In a jaw-dropping move that sounds like it leapt from the pages of science fiction, American biotech firm Colossal Biosciences says it has done the unthinkable.
The company claims it has brought the dire wolf back from extinction.
Yes, the fearsome canine that vanished over 10,000 years ago now reportedly walks — or at least wags — among us once more.
Meet Romulus, Remus, and their younger sibling Khaleesi — three pups born through what Colossal is calling the “world’s first de-extinction process.”
What Happened?
The company says it reconstructed the dire wolf genome from fossilized remains up to 72,000 years old.
It then used gene editing on grey wolves — which already share 99.5% of their DNA — to engineer the ancient predator back to life.

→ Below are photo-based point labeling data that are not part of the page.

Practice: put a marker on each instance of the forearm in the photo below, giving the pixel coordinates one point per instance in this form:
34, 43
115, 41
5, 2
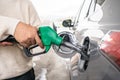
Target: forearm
7, 26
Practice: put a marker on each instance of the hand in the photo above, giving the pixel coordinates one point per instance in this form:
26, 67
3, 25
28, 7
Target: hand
6, 44
27, 35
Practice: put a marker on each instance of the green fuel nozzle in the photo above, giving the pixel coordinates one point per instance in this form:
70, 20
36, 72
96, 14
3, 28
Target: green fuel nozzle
49, 37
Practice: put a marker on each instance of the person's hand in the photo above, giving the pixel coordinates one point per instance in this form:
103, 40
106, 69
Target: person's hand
27, 35
6, 44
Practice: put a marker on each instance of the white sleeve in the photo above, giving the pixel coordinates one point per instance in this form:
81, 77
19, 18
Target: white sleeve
7, 26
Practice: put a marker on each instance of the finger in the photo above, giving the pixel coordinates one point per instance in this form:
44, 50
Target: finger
6, 44
38, 41
32, 41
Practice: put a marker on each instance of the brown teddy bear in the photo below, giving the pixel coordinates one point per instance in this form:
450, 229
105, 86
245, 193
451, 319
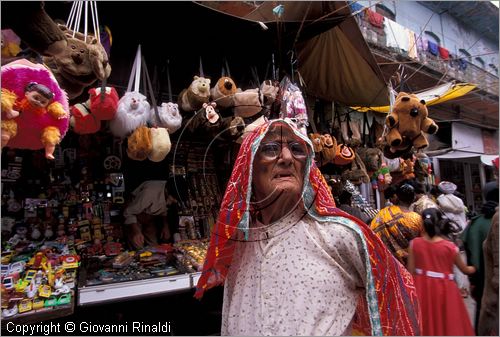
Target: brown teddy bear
81, 64
407, 123
198, 92
329, 150
223, 91
317, 142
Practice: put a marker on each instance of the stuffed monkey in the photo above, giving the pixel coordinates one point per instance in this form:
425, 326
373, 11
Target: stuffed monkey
9, 125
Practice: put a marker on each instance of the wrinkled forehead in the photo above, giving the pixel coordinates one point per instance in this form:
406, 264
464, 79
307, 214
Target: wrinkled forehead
280, 132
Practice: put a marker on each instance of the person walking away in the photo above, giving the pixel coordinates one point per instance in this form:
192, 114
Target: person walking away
345, 204
430, 261
454, 209
396, 225
473, 237
422, 200
488, 316
291, 262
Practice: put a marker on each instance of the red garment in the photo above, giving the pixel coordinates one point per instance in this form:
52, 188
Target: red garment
375, 18
444, 53
379, 312
443, 309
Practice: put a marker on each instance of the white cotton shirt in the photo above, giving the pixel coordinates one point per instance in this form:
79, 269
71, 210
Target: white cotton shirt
304, 279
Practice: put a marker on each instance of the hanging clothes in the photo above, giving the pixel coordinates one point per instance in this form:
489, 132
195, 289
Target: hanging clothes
396, 35
433, 48
375, 19
354, 6
412, 44
422, 44
444, 53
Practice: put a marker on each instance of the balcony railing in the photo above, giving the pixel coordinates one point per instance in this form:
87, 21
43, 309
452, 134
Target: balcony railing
471, 73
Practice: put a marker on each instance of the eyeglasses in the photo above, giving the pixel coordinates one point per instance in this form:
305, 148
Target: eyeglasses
272, 150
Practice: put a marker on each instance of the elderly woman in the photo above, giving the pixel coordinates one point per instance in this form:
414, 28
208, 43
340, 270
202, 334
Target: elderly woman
293, 263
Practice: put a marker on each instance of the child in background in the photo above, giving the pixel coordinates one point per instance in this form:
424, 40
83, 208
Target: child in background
430, 260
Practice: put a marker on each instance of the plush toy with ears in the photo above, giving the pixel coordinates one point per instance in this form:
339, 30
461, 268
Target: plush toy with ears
133, 111
329, 150
198, 92
407, 123
80, 64
223, 91
317, 142
168, 117
9, 125
43, 107
102, 105
34, 26
247, 103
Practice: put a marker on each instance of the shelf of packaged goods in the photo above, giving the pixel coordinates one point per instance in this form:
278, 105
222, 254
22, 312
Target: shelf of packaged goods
126, 290
194, 278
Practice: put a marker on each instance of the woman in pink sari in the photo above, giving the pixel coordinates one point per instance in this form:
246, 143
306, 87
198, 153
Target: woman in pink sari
291, 262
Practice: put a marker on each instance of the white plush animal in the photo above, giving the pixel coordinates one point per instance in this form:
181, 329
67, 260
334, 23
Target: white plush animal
169, 117
161, 144
133, 111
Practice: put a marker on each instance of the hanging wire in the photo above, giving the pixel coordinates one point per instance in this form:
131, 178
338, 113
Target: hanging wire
98, 30
85, 25
168, 82
71, 16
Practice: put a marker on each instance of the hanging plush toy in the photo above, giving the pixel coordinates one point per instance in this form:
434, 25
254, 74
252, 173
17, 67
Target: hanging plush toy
329, 148
80, 64
160, 141
223, 91
407, 123
43, 107
168, 117
139, 143
9, 125
192, 98
86, 117
133, 111
316, 141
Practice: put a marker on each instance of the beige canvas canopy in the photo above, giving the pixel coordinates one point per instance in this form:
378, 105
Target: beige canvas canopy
334, 60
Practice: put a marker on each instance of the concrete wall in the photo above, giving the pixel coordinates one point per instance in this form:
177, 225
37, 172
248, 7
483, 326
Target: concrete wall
453, 34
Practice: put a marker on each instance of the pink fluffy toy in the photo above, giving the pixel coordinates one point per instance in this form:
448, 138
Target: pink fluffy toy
43, 107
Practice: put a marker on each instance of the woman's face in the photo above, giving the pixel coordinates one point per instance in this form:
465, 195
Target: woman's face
278, 168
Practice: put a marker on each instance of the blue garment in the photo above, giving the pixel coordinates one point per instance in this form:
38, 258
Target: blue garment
433, 48
354, 6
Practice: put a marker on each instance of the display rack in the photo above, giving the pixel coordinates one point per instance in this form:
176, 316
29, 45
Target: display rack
104, 293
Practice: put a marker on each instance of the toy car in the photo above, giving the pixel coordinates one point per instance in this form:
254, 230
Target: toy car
17, 267
50, 302
9, 311
64, 299
25, 305
70, 261
38, 303
6, 256
8, 282
30, 275
44, 291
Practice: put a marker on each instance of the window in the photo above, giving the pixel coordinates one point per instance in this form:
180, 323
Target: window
480, 62
383, 10
466, 54
493, 69
433, 37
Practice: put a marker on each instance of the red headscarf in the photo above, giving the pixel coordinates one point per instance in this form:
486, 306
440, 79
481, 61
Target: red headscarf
389, 305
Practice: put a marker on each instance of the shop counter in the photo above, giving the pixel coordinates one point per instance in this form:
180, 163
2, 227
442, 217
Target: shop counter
98, 294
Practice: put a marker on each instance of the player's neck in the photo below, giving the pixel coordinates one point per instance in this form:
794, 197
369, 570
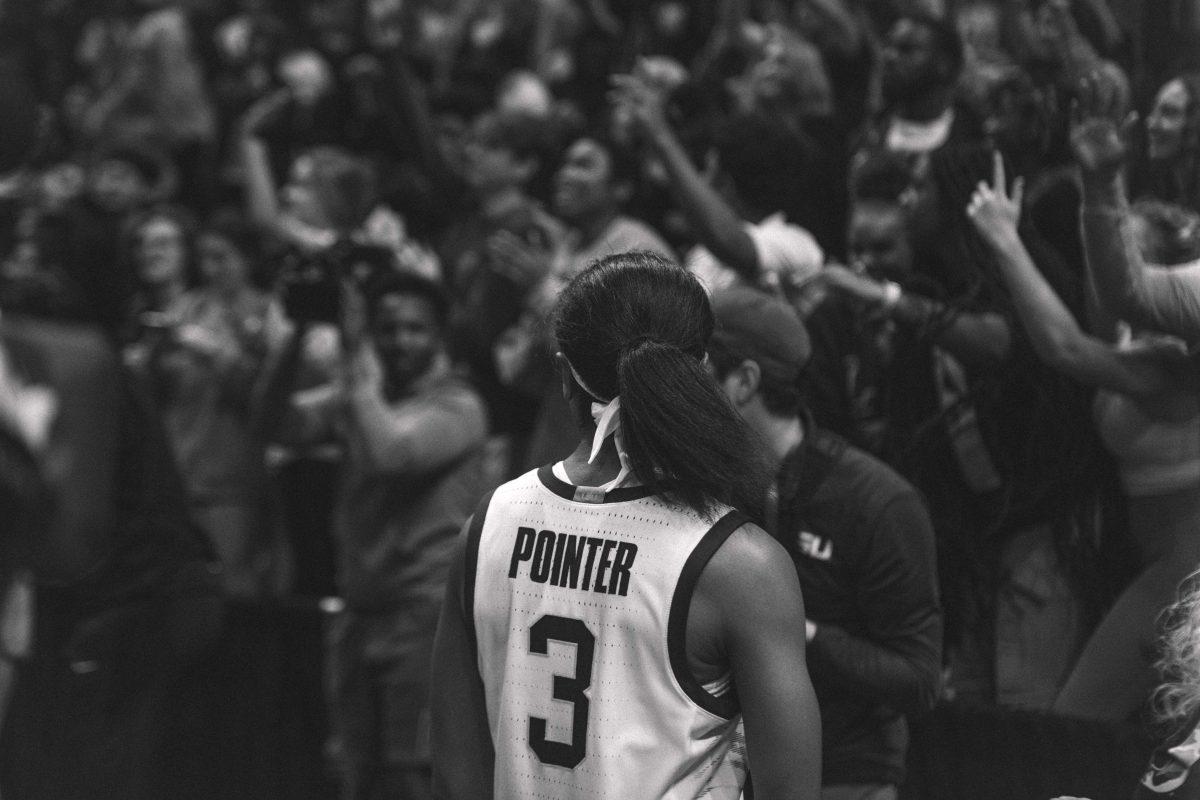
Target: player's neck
605, 468
783, 434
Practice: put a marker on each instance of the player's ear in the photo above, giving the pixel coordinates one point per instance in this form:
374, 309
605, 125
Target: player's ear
742, 384
564, 376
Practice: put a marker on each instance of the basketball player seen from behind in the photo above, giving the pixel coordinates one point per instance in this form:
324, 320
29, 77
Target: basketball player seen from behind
615, 627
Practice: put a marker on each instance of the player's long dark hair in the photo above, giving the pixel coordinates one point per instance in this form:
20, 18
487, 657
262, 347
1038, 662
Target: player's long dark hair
637, 326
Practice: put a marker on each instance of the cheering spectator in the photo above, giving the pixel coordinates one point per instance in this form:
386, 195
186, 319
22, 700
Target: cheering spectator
413, 433
1147, 411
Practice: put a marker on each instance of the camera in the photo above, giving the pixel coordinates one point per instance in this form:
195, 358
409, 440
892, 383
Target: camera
311, 283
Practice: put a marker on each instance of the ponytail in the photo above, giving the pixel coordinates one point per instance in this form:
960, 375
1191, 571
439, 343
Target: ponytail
684, 439
636, 328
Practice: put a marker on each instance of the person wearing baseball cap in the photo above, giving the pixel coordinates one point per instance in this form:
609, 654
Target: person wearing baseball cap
861, 540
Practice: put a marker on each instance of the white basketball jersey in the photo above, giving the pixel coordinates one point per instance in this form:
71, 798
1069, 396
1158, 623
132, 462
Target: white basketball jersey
580, 603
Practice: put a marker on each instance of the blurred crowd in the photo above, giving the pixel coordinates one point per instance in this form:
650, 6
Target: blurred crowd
289, 268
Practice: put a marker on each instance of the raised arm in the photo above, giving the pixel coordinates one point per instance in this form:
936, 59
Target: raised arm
1145, 295
753, 584
713, 221
1055, 335
415, 435
981, 337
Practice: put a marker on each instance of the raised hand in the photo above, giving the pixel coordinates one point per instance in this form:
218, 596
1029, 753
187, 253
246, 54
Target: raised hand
1099, 130
522, 263
994, 211
640, 100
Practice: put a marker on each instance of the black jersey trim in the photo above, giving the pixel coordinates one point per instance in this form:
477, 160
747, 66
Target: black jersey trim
471, 561
575, 493
725, 705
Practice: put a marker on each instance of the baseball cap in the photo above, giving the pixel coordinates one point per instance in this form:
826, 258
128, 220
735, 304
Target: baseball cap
753, 324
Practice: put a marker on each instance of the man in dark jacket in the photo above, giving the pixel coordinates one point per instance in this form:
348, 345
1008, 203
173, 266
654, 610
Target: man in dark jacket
862, 543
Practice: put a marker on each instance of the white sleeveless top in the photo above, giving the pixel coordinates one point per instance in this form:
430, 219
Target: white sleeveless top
580, 601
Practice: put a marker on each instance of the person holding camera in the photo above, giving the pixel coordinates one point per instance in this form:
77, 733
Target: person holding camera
412, 434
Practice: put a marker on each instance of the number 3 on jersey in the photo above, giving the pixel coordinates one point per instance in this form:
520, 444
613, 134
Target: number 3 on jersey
569, 631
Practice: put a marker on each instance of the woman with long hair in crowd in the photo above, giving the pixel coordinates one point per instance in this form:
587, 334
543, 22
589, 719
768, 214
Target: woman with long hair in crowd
1170, 162
1147, 411
202, 361
685, 601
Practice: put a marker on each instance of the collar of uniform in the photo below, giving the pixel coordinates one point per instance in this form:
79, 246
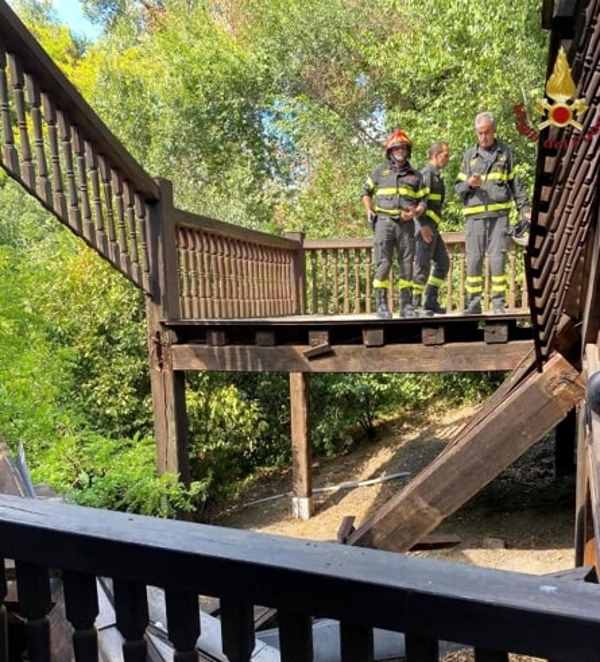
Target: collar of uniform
497, 148
404, 169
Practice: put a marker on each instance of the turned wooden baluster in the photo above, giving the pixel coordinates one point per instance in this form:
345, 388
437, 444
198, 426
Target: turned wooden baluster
267, 281
195, 276
131, 608
336, 281
237, 629
450, 282
81, 606
183, 623
92, 165
263, 291
35, 605
356, 643
105, 178
117, 187
58, 197
314, 281
512, 280
34, 99
18, 85
217, 301
246, 281
134, 251
141, 215
86, 210
64, 130
185, 276
9, 151
357, 281
209, 309
254, 270
3, 615
346, 281
461, 280
295, 637
368, 279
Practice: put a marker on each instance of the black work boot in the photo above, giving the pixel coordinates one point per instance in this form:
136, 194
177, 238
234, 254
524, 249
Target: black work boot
432, 307
383, 312
498, 307
406, 307
473, 305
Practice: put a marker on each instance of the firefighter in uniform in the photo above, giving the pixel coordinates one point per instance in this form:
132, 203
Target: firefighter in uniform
393, 197
430, 247
487, 186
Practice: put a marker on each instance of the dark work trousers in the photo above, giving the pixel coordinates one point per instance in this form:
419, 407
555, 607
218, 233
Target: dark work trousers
428, 255
486, 235
393, 236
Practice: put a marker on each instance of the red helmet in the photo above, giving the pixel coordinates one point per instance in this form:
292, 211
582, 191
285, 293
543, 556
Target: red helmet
398, 137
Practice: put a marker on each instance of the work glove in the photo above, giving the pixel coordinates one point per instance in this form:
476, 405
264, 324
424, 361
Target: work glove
520, 232
372, 218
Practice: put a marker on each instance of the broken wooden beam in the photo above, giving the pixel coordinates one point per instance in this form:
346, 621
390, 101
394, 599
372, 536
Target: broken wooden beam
530, 411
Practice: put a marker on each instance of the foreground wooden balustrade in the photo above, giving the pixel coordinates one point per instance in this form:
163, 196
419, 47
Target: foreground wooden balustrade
429, 601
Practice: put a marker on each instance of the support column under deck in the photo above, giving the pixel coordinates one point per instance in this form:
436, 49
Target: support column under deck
302, 499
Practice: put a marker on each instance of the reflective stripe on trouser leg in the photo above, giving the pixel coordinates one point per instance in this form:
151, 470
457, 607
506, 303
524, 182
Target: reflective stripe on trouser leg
405, 234
384, 243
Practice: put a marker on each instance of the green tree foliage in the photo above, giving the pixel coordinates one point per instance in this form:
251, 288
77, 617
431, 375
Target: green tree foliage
267, 115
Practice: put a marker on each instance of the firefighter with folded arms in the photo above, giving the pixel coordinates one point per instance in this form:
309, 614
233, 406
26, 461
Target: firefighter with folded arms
430, 248
394, 196
487, 186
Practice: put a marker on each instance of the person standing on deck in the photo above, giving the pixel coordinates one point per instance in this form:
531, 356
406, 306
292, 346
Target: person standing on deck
393, 197
487, 186
430, 247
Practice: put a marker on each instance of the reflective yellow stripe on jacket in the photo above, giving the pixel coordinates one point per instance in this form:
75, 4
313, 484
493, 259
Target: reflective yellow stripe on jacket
480, 209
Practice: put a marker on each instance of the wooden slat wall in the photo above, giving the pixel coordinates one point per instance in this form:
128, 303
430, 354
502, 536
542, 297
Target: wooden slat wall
55, 146
565, 196
228, 277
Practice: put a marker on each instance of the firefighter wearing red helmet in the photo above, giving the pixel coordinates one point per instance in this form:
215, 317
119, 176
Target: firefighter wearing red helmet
394, 196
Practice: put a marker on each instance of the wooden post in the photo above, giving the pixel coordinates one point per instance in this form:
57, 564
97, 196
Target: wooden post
168, 385
299, 272
564, 445
302, 500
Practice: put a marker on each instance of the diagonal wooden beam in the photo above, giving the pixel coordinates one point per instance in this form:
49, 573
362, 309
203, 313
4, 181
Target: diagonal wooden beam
529, 411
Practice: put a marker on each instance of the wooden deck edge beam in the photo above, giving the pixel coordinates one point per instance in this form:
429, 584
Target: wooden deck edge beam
409, 358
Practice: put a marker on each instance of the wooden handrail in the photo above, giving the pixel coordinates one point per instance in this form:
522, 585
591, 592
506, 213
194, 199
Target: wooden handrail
450, 238
427, 600
230, 231
16, 39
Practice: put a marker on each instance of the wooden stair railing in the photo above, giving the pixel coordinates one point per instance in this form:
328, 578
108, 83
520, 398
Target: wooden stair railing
429, 601
56, 147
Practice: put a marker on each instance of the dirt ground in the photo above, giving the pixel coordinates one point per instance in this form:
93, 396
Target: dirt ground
525, 507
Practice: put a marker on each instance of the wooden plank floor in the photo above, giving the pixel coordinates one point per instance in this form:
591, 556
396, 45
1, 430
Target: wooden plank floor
334, 320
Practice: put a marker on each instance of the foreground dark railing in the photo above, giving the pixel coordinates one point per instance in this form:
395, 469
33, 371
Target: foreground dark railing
427, 600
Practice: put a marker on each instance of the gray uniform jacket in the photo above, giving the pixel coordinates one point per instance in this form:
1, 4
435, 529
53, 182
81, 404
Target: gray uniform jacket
499, 185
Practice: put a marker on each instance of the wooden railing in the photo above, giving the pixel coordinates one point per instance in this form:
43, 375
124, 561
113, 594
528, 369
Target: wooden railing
229, 272
339, 274
429, 601
226, 271
58, 149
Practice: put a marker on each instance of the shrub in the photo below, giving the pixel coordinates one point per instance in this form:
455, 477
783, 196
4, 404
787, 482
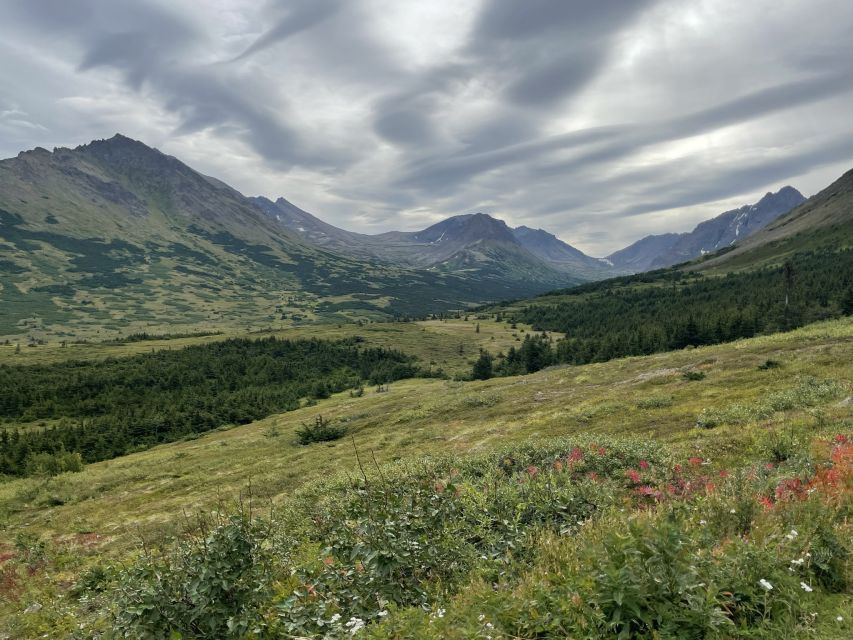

“I had all the confidence that this was going to work,” said Beth Shapiro, Colossal’s lead scientist.
But not everyone’s buying it.

Paleontologist Julie Meachen raised an eyebrow: “I don’t think they are actually dire wolves… more like grey wolves with a makeover.”
Still, the trio now lives under tight security in a secret facility.
Cameras, drones, fences — the whole sci-fi setup.
So, have we just taken our first bite into the past? Or are we raising more questions than wolves?
One thing’s certain: nature just got a reboot.